Mapping of developmental species was done via a list of stages common to all bilaterian animals.
Obviously temporal resolution is lost when mapping a list of 40 developmental stages onto a list of only eight common stages, but the eight stages seem to be the largest set shared by all bilaterian species and they represent the key events in the development of an organism. The original species-specific stage annotation is not replaced by the stage mapping terms to keep high temporal resolution.

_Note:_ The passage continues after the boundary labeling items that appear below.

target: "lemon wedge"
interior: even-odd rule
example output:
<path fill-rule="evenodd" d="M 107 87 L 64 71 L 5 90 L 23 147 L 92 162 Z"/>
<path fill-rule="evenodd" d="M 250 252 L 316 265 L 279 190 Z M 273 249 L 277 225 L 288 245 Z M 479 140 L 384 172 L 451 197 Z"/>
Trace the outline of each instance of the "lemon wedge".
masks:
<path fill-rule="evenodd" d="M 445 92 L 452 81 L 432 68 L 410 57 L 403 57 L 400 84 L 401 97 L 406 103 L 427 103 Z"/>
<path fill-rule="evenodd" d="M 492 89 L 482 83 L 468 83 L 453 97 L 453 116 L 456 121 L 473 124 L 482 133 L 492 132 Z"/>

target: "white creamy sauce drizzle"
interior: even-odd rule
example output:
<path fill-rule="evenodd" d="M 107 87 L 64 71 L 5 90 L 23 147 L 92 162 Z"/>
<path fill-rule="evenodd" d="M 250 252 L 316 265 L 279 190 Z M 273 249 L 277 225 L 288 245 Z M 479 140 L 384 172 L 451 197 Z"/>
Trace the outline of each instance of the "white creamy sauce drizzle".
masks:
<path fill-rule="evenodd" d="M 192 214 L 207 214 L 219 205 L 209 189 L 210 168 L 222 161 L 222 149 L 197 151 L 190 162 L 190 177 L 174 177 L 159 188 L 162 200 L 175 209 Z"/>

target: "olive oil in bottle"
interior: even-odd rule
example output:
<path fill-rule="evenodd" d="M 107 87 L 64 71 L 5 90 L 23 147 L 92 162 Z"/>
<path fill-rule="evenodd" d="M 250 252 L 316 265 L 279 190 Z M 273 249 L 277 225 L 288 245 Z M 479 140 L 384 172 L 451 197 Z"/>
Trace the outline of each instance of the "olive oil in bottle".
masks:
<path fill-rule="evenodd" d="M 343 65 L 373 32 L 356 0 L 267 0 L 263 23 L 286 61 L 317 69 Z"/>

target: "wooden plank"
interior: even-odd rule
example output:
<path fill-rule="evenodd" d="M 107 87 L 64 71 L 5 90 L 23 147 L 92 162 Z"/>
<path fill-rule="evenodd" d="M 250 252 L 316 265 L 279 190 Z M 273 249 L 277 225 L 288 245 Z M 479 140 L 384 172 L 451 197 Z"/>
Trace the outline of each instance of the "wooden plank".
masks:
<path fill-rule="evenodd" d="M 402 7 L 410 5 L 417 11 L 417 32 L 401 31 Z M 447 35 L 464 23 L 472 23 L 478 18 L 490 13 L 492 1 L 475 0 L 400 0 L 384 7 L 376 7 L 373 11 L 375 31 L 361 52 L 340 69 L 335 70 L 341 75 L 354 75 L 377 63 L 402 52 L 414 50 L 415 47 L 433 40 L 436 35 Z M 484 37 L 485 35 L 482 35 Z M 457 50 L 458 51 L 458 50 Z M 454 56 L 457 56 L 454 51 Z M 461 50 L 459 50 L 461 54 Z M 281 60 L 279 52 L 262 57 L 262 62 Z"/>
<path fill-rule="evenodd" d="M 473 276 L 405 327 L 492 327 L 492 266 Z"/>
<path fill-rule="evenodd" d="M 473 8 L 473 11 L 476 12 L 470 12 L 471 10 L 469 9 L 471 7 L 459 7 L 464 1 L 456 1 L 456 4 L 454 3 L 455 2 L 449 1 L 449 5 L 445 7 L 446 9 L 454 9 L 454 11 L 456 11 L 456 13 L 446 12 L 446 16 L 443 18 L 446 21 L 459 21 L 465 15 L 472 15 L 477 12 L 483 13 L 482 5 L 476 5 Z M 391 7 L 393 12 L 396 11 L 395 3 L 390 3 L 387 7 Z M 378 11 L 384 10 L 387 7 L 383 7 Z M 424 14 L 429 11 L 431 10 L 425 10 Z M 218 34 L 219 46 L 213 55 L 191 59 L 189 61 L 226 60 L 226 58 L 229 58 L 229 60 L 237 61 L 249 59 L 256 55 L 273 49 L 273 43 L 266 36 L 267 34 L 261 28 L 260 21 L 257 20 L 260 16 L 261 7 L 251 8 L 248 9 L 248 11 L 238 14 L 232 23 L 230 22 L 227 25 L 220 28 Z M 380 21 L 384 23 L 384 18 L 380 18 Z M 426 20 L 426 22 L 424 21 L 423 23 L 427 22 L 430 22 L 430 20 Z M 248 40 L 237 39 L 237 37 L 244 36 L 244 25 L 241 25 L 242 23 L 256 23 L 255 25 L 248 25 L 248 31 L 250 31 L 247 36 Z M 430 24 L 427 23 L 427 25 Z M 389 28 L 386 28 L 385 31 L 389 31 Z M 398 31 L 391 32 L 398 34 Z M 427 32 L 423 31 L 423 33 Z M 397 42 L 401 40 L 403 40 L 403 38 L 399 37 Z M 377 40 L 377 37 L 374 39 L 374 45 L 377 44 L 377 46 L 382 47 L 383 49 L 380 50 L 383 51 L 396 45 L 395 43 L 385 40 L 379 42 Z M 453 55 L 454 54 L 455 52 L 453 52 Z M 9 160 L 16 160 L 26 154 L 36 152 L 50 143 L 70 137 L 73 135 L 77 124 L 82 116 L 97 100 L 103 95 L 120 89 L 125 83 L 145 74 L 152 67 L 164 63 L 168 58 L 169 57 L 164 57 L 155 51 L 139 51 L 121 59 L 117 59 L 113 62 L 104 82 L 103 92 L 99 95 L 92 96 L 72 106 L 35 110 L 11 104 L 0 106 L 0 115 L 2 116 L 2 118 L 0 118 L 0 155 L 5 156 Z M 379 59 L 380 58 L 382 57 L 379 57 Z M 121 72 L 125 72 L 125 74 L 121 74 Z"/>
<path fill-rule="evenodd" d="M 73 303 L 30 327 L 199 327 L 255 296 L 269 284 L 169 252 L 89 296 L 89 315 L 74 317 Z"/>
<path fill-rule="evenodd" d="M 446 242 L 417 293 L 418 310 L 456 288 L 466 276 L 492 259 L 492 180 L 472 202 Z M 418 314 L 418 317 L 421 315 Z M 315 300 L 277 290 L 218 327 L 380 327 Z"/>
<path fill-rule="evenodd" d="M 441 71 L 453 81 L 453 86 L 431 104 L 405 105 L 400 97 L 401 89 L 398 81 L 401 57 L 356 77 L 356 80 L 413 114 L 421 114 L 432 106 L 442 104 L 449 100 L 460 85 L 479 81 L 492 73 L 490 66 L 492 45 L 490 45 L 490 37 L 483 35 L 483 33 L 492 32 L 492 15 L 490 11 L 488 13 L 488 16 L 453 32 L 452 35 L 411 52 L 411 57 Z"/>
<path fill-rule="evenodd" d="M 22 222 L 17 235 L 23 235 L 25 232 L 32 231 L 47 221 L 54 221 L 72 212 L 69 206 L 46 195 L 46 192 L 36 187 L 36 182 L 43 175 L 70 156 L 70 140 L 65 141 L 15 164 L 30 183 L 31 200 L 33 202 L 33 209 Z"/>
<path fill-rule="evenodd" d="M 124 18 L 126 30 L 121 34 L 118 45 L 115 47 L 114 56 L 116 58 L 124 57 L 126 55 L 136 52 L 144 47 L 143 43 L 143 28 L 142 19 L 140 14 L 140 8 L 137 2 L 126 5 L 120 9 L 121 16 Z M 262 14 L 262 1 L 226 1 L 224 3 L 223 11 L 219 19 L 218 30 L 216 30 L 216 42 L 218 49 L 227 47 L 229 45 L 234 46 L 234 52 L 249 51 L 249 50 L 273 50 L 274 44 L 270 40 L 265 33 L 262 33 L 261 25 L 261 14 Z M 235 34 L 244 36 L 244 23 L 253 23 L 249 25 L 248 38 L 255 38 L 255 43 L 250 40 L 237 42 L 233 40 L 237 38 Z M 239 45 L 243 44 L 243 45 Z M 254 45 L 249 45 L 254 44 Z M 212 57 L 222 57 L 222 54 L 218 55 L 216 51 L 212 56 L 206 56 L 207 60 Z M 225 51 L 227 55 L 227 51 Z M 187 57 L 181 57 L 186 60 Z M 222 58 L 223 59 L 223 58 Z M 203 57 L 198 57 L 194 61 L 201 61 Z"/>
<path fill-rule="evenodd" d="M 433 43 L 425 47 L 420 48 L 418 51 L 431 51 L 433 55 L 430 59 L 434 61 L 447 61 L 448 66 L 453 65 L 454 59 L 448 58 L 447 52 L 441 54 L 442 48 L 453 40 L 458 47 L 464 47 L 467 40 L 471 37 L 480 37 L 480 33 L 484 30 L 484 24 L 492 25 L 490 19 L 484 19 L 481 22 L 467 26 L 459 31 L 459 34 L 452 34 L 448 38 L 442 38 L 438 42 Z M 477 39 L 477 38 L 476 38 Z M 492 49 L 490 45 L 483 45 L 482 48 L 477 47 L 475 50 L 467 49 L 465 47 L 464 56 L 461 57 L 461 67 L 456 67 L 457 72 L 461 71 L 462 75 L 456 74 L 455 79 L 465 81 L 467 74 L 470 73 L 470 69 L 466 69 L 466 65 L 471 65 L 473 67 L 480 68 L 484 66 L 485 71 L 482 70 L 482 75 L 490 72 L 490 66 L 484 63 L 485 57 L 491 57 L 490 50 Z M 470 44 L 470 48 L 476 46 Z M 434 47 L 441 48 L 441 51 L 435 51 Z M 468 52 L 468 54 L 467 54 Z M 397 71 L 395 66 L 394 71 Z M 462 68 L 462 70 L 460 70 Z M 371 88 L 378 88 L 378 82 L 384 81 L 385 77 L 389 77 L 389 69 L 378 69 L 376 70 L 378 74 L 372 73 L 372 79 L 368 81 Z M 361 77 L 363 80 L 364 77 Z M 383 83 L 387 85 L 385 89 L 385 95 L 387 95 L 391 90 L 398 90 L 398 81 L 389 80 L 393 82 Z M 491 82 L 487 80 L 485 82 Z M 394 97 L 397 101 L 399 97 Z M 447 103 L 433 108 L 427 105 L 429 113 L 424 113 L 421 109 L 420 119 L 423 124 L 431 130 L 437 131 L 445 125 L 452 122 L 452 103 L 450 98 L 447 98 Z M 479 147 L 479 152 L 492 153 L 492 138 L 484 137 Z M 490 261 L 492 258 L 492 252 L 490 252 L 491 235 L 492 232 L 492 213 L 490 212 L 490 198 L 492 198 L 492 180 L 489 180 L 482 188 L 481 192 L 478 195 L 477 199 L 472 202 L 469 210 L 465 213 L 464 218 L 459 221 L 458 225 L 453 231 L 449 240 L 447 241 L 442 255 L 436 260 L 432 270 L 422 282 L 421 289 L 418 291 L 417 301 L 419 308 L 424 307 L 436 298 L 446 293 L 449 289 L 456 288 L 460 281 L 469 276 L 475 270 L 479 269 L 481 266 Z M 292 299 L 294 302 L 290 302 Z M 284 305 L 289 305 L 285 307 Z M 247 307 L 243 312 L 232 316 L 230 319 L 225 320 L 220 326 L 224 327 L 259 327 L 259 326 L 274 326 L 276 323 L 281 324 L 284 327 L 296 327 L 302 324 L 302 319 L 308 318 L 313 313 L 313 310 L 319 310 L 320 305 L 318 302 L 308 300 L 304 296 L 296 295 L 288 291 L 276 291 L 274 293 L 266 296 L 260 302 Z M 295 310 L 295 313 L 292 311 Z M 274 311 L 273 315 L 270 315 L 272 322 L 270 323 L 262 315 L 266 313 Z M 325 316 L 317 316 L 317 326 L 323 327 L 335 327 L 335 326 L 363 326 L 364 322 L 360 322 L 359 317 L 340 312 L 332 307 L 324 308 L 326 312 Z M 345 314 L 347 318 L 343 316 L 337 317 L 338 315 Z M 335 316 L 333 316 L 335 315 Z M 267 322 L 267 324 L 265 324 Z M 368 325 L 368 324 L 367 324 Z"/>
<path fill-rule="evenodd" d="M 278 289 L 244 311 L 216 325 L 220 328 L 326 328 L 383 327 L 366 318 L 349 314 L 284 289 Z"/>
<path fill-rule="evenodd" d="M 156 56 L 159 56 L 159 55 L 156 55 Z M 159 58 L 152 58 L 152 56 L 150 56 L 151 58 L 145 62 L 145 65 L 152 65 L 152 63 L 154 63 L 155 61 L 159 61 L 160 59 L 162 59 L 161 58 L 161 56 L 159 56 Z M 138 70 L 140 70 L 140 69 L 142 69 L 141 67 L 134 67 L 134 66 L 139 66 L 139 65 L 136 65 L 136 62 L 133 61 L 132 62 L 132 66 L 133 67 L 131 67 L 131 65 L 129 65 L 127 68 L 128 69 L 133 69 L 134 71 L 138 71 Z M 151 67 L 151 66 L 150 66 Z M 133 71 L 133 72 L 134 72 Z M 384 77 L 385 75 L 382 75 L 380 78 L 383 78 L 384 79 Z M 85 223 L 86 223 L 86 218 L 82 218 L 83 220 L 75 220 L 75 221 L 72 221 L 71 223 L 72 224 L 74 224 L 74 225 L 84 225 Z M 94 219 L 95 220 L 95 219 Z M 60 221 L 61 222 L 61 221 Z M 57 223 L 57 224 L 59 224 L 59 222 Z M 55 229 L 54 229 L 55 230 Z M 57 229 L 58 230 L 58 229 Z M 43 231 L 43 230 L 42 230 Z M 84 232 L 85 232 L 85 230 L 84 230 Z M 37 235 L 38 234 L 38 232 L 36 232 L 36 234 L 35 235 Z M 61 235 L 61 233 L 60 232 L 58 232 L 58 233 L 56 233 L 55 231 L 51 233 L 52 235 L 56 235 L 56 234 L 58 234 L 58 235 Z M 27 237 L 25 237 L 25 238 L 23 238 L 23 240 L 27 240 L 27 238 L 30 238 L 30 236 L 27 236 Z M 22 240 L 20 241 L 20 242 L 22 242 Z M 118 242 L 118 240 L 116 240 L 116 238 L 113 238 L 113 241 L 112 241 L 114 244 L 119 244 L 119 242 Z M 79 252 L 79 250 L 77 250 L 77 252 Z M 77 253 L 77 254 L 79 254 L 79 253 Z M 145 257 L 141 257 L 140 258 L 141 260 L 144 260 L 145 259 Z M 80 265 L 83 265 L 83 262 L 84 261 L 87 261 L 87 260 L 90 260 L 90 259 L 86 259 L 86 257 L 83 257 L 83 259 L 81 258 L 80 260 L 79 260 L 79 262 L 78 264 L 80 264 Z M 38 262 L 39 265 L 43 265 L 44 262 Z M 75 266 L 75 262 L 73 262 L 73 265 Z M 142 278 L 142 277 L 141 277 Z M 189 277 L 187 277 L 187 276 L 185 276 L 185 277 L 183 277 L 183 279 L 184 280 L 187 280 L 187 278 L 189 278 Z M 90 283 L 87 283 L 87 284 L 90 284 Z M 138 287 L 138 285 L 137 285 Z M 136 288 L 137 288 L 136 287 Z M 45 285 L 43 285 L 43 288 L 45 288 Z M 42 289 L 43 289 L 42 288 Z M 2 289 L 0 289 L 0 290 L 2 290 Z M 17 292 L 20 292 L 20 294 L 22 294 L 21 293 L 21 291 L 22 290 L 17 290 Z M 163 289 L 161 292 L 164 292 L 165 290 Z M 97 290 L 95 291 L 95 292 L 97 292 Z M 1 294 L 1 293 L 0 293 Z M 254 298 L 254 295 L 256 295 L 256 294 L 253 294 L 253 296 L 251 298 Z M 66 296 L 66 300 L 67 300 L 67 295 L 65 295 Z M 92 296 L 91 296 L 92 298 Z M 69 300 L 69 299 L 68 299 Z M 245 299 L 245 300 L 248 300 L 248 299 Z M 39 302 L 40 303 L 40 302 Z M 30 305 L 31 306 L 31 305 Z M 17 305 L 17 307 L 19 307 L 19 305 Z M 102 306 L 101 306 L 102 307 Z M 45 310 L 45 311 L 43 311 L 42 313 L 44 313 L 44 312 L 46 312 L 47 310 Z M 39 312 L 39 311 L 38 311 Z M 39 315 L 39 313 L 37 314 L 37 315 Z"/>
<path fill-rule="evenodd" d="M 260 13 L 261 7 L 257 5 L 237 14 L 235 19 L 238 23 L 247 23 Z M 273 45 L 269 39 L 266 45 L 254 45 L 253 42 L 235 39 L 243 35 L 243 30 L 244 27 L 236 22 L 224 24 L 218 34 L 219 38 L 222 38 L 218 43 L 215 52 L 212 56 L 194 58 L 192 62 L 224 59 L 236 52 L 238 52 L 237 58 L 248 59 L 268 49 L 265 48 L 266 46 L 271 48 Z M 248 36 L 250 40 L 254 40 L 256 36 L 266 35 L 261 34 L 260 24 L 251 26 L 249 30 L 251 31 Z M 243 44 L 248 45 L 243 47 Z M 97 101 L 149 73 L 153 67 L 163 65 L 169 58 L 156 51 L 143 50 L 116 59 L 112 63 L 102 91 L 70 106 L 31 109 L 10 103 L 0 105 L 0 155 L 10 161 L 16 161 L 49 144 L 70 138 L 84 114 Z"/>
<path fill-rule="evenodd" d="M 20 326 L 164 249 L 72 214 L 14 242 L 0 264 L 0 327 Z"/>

However, the stage mapping establishes temporal relationships that can be used for cross-species queries.
The anatomy mapping will be an ongoing process the same as it is also an ongoing debate in the scientific community about which structures can be defined as being homologous. We have not yet carried out a complete anatomy mapping, but we have set up the resources and tools for doing so. Evidence from different analyses will need to be integrated for approaching this problem. One can use lexical, anatomy structure and co-expression cues to establish relationships between the anatomical terms. The first two cues can be used by just comparing the anatomy ontologies available for the model species (9
). For the inclusion of co-expression we are currently examining conserved network patterns in species-specific co-expression networks via orthology relationships. The user can exploit lexical cues already, using the term-based expression search (described below).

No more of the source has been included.